Animation Thinks: A Story of Media Entanglements in China

How does animation think? What happens when animation falls in love with other visual forms? In this talk, Dr Panpan Yang traces the perplexing permutations and ramifications of a distinct pattern of imagination in Chinese animation – the remediation of painting, calligraphy, and porcelain. She proposes a form of trans-spatial thinking to examine contemporary Chinese animation: to trace, document, and explain how the meaning of a work of Chinese animation subtly changes as it moves in and out of the world of the film industry, the sphere of contemporary art, and other spaces.
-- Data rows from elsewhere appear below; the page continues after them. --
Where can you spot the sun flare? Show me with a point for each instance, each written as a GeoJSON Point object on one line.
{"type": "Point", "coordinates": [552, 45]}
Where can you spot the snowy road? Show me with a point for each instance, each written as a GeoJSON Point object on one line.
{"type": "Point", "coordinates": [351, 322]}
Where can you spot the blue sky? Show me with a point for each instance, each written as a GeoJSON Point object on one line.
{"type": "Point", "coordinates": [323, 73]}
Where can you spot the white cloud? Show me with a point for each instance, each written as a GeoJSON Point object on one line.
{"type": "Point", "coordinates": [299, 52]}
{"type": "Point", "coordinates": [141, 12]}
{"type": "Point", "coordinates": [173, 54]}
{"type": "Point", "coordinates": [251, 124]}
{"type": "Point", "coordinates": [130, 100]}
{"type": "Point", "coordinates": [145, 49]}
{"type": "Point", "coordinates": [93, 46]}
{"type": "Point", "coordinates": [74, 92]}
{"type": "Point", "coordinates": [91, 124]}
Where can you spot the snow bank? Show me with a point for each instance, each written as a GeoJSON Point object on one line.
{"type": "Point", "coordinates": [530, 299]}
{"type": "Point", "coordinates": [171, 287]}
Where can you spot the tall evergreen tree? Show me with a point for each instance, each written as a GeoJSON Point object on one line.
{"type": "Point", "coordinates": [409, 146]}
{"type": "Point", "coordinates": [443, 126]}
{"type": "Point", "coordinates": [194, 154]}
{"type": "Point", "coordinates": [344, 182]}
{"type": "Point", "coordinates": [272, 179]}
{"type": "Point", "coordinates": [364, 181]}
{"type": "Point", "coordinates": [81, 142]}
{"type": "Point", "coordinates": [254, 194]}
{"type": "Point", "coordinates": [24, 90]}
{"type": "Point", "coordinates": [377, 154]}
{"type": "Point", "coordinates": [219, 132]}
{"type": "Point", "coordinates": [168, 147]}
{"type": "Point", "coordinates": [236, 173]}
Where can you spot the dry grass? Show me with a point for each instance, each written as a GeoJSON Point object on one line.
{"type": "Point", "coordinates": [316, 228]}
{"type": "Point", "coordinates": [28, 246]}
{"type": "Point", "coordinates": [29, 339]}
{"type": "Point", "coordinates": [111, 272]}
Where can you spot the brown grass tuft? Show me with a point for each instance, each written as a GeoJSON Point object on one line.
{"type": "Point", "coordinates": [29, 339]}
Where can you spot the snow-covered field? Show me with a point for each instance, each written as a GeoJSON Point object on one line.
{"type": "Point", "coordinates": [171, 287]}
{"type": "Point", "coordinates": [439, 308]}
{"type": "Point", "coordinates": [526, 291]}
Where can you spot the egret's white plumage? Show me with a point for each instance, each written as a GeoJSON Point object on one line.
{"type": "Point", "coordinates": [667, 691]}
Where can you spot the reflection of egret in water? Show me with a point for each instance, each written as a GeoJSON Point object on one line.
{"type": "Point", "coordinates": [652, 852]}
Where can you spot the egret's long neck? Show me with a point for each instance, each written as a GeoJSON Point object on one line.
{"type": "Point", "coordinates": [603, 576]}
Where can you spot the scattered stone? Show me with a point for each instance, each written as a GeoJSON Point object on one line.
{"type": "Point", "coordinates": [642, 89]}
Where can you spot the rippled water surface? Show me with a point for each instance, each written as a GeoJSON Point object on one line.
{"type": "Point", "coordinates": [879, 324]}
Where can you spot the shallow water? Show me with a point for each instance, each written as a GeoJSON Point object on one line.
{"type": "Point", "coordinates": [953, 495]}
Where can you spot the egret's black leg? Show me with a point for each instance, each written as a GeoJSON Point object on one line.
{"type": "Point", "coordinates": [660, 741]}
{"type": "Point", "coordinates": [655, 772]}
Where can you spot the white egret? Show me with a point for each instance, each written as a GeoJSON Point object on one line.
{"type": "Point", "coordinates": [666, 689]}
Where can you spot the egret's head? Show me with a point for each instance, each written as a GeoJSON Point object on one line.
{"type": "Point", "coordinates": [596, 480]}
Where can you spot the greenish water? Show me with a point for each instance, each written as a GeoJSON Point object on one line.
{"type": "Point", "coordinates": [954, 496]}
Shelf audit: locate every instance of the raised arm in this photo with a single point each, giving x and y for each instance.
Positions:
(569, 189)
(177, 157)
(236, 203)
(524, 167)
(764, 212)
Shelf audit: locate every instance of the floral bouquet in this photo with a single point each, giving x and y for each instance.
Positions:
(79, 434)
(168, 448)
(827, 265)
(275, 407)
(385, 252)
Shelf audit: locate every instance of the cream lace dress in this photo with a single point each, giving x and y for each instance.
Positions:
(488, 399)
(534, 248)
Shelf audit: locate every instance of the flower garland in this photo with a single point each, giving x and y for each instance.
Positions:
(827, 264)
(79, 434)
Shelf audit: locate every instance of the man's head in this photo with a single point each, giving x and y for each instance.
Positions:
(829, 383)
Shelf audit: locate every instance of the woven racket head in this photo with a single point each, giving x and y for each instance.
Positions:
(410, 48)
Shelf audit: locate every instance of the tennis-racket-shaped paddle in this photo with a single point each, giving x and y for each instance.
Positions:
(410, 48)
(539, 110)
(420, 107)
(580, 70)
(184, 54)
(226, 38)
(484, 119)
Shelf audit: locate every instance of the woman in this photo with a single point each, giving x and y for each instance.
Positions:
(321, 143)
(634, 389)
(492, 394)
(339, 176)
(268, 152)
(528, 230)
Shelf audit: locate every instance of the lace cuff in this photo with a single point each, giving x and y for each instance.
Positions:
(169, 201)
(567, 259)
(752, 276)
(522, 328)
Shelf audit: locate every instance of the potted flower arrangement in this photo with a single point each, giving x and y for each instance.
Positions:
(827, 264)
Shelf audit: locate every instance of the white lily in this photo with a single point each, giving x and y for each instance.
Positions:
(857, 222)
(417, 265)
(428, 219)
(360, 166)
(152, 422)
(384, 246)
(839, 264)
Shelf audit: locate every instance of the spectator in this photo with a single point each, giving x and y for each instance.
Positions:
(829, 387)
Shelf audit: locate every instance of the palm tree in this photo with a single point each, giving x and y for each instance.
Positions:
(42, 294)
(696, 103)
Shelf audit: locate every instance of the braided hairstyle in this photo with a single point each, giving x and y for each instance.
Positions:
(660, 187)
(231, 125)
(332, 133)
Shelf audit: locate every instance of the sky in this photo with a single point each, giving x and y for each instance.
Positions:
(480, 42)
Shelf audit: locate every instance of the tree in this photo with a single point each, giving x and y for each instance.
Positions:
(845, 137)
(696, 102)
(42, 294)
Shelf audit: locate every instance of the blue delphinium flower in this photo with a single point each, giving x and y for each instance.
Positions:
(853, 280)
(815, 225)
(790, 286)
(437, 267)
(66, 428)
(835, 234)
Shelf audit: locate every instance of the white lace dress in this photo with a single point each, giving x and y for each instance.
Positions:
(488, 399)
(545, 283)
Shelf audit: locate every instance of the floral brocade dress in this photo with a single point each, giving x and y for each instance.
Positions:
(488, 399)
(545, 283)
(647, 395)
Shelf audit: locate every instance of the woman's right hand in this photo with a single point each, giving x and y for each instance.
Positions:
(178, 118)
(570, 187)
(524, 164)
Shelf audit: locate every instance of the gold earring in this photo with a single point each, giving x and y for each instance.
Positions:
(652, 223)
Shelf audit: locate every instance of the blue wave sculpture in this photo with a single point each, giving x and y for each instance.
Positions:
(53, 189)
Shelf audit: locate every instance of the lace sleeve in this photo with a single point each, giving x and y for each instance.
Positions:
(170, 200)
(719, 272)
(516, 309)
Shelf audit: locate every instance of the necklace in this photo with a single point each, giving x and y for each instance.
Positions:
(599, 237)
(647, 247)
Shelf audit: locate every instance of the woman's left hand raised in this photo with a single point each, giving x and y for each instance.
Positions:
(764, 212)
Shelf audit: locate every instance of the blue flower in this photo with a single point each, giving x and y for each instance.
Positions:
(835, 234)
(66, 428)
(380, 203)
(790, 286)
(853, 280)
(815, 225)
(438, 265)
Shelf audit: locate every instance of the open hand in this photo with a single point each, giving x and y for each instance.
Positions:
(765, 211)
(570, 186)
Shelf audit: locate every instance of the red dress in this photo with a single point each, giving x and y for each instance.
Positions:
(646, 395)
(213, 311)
Panpan Yang is currently a Lecturer (Assistant Professor) in the Department of History of Art and Archaeology at SOAS University of London. She holds a PhD in East Asian Languages and Civilizations and Cinema and Media Studies from the University of Chicago. From 2023 to 2025, she is the Principal Investigator of the Arts and Humanities Research Council (AHRC)-funded research project on calligraphic imagination in contemporary Chinese art and emergent media. Her articles have appeared in Archives of Asian Art, Journal of Contemporary Chinese Art, Journal of e-Media Studies, Melodrama Unbound, Chinese Animation: Multiplicities in Motion, and other journals and edited volumes. With Oscar-winning art director Tim Yip and design historian Leren Li, she recently completed the co-authored book Spiritual DNA, under contract with Hong Kong University Press.